A Band of Brothers

“When daylight came, He summoned His disciples, and He chose 12 of them—He also named them apostles” (Luke 6:13)

Jesus didn’t walk through life on His own—He had brothers with Him. He chose twelve that would be His disciples, and wherever Jesus went, the twelve went with Him.

Jesus calls us into the family, not because the Father cannot satisfy us, but because we grow better when we’re surrounded by people who cherish their relationship with the Lord just like we cherish ours. Practicing togetherness with our spiritual family isn’t a modern concept—it was Jesus’ concept.
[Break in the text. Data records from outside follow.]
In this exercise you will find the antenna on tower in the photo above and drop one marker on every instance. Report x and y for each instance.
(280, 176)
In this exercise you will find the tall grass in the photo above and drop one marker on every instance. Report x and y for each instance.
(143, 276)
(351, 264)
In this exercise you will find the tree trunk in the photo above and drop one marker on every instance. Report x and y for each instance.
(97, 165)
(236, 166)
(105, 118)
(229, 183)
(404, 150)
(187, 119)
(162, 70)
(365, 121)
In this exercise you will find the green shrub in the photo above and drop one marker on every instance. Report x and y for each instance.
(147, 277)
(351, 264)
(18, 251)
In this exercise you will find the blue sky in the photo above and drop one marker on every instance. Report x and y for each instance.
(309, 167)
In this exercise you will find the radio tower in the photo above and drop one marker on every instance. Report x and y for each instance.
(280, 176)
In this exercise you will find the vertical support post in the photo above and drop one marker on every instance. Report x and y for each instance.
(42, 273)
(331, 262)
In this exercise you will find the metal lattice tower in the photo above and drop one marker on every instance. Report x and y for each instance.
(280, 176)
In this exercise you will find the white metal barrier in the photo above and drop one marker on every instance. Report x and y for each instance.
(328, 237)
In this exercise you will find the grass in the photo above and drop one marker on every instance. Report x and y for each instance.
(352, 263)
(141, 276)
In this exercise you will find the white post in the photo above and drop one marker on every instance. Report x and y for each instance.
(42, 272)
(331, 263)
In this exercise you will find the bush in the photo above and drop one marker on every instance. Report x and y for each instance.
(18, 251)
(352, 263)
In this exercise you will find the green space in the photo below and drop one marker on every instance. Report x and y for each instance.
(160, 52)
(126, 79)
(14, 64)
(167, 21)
The enemy loves to see us feel isolated. Satan enjoys seeing us struggle alone. In fact, one of his greatest deceptions is alienation. If God’s heart is family, Satan’s heart is alienation. He wants you to feel like you’re the only person going through difficult times; he wants you to think you’re the only one you can trust, hoping you will become bitter with people and convince yourself that you don’t need community. He wants you to believe that you can do it on your own.
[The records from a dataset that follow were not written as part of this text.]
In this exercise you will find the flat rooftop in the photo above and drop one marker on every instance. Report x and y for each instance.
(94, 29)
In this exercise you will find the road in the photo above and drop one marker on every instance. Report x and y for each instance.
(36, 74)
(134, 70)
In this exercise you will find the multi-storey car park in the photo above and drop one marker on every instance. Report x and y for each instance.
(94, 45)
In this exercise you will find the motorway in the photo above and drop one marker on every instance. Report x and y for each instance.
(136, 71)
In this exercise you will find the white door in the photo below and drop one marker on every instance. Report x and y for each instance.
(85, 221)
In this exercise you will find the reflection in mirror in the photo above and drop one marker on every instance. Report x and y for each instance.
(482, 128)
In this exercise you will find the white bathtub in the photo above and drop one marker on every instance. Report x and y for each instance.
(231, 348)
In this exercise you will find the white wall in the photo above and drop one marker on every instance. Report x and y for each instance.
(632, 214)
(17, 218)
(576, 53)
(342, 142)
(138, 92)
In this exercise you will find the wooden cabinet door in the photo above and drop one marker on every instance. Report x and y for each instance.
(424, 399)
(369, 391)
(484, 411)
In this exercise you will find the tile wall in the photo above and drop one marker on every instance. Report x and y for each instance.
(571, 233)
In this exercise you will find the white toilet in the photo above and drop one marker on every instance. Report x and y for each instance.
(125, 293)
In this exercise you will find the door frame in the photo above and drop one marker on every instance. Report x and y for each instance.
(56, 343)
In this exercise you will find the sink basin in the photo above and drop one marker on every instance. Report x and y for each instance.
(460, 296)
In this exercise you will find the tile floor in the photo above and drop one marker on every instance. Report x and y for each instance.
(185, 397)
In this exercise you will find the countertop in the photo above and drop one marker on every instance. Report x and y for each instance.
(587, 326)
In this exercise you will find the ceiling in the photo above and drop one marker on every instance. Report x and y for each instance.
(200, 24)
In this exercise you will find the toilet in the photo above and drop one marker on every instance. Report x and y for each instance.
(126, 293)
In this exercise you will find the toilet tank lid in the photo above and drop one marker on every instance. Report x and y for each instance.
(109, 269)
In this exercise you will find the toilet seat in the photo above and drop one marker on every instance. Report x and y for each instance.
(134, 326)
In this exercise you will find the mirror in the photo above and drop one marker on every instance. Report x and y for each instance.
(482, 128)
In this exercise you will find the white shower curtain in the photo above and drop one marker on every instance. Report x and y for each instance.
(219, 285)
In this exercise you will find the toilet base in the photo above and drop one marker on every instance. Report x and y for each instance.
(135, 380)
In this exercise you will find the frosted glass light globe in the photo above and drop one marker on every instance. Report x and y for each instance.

That’s right where Satan wants you.

If you buy into these lies, you will end up with surface-level, saving-face friends who don’t really love you—they just like you a lot. But that’s not what Jesus wants for you. He wants you to experience community. He wants you to experience close relationships with other members of the body of Christ, just like He experienced with His disciples.

Jesus spent three and a half years with Simon Peter, who tells Jesus that he loves Him, he’d die for Him. Peter cuts off a soldier’s ear the night Jesus is arrested to give Him a chance to flee. Why? Because Jesus brought them close. The twelve were close brothers, and we know by reading the Word that Jesus had a special bond with Peter.

Jesus says to him, “And I also say to you that you are Peter, and on this rock I will build my church…” (Matthew 16:18). He gives his disciple a new name—Peter, meaning ‘rock’ or ‘stone.’ Peter is not solid; he’s not steady—he’s a loaded cannon, but Jesus calls him that which he’s not because Jesus was speaking truth into his life.

Surface-level friends can’t love like that. Our greatest friends have the greatest influence on our lives. They can speak truth to us that others can’t, and they can call things out in us that strangers never could. This love is deep, and it comes from friendships that are grounded in the Lord.